For future upgrades, ensure L1 contracts always inherit Initializable from Openzeppelin v4.7.0.

OP Labs

Fixed in PR #19286.

Cantina Managed

Verified. OPContractsManagerUtils.upgrade() is now forward-compatible with OpenZeppelin v5's Initializable storage layout by also clearing the ERC-7201 namespaced slot and everts with OPContractsManagerUtils_InitializingDuringUpgrade() if the _initializing bool is set, since a contract should never be mid-initialization during an upgrade.

However, the following issues were also identified:

• _offset is a uint8, so it can be 0..255, but a storage slot only has byte offsets 0..31. _offset >= 32 can silently fail to clear the intended initializer byte.
• The v5 _initializing check happens after a storage write.

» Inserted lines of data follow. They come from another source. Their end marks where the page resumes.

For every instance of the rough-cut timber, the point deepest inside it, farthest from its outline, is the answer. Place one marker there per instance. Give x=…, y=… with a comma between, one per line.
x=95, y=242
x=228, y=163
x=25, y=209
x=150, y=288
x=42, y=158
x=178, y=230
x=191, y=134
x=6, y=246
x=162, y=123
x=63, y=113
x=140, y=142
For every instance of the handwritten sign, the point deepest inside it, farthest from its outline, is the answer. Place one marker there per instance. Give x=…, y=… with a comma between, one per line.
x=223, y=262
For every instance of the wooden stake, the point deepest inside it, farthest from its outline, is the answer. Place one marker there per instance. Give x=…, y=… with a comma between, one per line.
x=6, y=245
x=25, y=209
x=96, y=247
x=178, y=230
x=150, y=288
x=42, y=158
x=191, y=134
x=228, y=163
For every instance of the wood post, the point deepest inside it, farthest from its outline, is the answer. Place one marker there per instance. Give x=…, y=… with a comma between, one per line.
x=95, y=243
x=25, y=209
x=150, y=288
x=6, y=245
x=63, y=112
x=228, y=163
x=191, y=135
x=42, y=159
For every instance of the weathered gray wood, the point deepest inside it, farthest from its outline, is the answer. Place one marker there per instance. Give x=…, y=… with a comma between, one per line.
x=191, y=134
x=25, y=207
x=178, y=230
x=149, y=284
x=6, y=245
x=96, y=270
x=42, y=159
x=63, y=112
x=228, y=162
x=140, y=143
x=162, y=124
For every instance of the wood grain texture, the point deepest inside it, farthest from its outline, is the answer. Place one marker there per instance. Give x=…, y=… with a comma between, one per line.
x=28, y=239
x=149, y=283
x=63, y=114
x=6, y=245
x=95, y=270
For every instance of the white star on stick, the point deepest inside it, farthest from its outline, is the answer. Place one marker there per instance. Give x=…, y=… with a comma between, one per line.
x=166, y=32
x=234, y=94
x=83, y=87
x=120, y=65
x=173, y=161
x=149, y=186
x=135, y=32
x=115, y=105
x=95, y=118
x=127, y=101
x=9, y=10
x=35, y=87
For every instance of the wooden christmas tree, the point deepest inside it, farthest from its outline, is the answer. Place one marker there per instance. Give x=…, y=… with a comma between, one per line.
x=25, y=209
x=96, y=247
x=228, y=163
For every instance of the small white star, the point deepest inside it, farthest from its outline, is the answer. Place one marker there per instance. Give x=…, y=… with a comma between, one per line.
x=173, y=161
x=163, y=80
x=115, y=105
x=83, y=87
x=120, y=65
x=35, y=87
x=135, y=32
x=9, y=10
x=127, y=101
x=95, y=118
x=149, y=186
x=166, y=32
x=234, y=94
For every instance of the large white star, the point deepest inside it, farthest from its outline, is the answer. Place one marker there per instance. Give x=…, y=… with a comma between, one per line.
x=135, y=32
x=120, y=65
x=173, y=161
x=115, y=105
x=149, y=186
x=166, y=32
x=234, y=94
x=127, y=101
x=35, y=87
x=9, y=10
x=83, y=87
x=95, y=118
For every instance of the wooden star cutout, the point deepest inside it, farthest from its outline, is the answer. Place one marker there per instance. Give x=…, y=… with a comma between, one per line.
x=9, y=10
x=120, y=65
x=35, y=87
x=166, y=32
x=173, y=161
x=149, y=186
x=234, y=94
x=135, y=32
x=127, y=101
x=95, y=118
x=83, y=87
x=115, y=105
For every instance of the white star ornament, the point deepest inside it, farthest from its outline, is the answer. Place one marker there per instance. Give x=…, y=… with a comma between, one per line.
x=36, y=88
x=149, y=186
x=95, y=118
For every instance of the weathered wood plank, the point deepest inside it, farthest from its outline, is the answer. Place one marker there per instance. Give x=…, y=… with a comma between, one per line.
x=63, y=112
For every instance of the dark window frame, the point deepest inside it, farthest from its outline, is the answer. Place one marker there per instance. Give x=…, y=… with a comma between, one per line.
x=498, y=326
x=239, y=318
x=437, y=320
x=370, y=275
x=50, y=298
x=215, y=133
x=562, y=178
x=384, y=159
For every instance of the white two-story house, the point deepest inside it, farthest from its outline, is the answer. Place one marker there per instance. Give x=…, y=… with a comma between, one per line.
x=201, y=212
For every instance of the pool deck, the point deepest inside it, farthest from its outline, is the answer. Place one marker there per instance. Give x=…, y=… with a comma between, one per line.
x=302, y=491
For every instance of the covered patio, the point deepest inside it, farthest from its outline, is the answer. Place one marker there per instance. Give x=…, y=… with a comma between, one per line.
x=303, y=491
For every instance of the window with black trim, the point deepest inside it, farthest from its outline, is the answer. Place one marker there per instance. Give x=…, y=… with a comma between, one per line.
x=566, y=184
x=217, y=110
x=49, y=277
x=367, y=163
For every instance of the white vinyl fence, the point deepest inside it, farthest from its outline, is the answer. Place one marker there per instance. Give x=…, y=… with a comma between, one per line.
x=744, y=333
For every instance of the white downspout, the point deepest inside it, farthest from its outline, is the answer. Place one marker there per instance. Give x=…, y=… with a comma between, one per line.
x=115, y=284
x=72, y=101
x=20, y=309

If _slot == ozV5Slot and _offset == 8, the generic byte clear can zero the OZ v5 _initializing byte before the check runs, making the check ineffective. Avoid running the generic one-byte clear if _slot == ozV5Slot – let it be handled by the v5-specific low-64-bit clear below.
• The hardcoded OZ v5 slot only supports the default OZ v5 layout. The incorrect slot will be cleared if _initializableStorageSlot() is overridden.

OP Labs

Fixed in PR #20289 and PR #20371.

Cantina Managed

Verified. The Initializable upgrade limitations have been explicitly documented.